# Report
## This is the report for the dataset and the end result visualizations for the volume prediction.

------

## Dataset:

* #### Passenger id: 
We could measure the discreet rides per time-frame but for the 1 hour prediction window that was chosen it makes no sense. Hence this column is dropped

* #### Source & Destination Coordinate columns (2 pairs): 
The range of the coordinates was scanned in order to verify that all the values represent calls from Lima city and outskirts. A first idea was to use the osm routing library to approximate the cumulative distance traveled per hour normalize it and use it as a feature. Since every routing calculation took about 1.4 seconds and we had >2mil rows, that effort was abandoned. A cheaper and less trustworthy approach would be to just take the straight distance between source and destination. Eventually, these columns where also dropped. 

* #### Address: 
The address plays a big role in defining which areas of the city have a certain volume per hour. An idea could be to find a dataset that encodes these locations and use the result after encoding as a feature. Since our dataset only had the address though, the column was dropped. 

* #### Date: 
The date is transformed into a pandas time-stamp and will produce several features that will showcase the seasonality of the time series. It is apparent that the problem lies in modeling the behavior of the particular city's taxi system in comparison to a specific date-time. It should be noted that some days like 25 of December. 


-----

# Statistical analysis:


### Seasonality:
Our time series has a profound seasonality since the ride volume is bound by the specific hour and day, but also seasonal events like Christmas (25Dec) or a Empire of the Sun consert (17 Nov 2015) .

### Outliers? :
Hence, we can detect outliers by the z-score and a threshold, but it's not a good idea since we are producing time lags and possibly removing seasonal events that should be predicted.
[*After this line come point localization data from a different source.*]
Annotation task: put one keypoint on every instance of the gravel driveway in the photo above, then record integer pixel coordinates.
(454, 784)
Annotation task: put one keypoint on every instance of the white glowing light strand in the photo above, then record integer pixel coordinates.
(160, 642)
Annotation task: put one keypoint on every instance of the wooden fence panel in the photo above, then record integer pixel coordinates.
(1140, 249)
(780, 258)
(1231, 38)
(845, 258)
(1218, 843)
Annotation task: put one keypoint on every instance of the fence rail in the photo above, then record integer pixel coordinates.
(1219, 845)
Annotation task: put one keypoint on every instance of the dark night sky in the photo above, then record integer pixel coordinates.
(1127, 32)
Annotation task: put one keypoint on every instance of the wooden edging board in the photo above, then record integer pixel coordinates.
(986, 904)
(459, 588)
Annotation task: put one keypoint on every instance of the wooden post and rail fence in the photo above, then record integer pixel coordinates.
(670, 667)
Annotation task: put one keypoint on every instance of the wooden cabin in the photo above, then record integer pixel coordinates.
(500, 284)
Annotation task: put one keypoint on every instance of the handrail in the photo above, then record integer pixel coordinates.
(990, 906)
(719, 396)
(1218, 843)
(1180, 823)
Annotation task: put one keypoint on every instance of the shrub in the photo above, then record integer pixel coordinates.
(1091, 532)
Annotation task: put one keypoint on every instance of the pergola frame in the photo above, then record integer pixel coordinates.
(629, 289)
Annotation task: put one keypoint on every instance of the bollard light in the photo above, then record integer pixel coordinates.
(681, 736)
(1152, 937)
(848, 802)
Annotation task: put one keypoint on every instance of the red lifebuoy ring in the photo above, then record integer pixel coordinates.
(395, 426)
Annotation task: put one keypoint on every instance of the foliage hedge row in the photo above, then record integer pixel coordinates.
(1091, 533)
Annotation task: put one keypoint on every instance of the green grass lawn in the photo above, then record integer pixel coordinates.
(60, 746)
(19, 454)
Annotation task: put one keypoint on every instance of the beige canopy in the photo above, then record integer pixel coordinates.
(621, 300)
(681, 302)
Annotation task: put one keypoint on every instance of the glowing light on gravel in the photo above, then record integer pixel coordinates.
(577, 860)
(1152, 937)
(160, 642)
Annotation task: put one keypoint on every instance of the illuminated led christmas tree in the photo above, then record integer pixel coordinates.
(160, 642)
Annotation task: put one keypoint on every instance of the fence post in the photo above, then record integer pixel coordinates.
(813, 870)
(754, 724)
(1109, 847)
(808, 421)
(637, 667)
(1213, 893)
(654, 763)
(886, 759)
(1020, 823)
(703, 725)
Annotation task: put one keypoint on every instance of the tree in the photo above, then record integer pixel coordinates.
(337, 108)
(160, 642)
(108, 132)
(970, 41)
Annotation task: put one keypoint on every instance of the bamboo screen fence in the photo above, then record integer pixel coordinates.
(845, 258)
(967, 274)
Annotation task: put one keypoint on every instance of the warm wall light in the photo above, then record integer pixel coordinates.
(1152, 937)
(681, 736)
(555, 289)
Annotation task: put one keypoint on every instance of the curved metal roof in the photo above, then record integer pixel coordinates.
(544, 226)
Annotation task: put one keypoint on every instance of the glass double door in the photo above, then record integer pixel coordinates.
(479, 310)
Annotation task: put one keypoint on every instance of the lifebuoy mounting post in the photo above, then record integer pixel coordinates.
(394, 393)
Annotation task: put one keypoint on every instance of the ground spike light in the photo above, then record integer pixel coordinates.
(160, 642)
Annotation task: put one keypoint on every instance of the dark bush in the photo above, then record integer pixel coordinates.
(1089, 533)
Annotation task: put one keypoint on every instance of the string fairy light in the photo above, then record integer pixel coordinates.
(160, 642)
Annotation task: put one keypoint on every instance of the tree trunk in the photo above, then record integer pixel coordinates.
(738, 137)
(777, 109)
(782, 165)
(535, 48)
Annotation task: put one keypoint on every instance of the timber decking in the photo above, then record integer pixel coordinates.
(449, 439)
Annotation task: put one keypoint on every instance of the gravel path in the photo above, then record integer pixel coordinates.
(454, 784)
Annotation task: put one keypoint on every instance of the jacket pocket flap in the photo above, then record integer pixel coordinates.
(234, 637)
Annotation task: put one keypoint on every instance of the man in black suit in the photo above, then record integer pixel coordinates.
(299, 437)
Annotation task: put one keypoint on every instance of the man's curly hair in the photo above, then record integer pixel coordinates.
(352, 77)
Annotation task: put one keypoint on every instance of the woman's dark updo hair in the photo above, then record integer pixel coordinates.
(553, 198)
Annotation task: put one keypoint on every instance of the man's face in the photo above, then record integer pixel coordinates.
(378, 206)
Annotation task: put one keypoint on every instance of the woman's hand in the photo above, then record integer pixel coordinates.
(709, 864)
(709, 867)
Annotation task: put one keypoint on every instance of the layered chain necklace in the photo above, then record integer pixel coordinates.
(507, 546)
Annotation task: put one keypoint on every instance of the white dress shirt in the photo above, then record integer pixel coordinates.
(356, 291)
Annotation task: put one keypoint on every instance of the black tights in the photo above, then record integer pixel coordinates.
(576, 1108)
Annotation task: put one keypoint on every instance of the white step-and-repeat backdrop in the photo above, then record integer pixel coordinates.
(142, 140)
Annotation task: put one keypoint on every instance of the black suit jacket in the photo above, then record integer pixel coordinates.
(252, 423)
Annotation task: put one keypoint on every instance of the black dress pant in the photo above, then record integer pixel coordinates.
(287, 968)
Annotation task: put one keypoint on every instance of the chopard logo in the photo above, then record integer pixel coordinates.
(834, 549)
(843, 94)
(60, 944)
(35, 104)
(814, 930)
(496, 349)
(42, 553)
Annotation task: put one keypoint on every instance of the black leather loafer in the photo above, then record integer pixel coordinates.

Also, I verified that the bounding box of the coordinates was indeed encapsulating Lima, Peru, and there were no "rogue rides".

---

### Stationarity:
We must also test to see if the time series is stationary. This was done by performing the Dickey-Fuller test as shown in notebook 1b. 

The result was that for this dataset, the time series is stationary so no standardising was required.

This was also proven by the fact that the rolling mean follows the rolling stf throughout the dataset.

---



---

# Features:

We need to encode the timestamp we have in each ride in a set of features that will encapsulate the seasonality of our timeseries.

The features that were created where the ones bellow:

* day_of_year
* day_of_week
* month_of_year
* hour_of_day
* minute_of_hour

Of course, if we aggregate by hour, we will drop the minute of hour feature.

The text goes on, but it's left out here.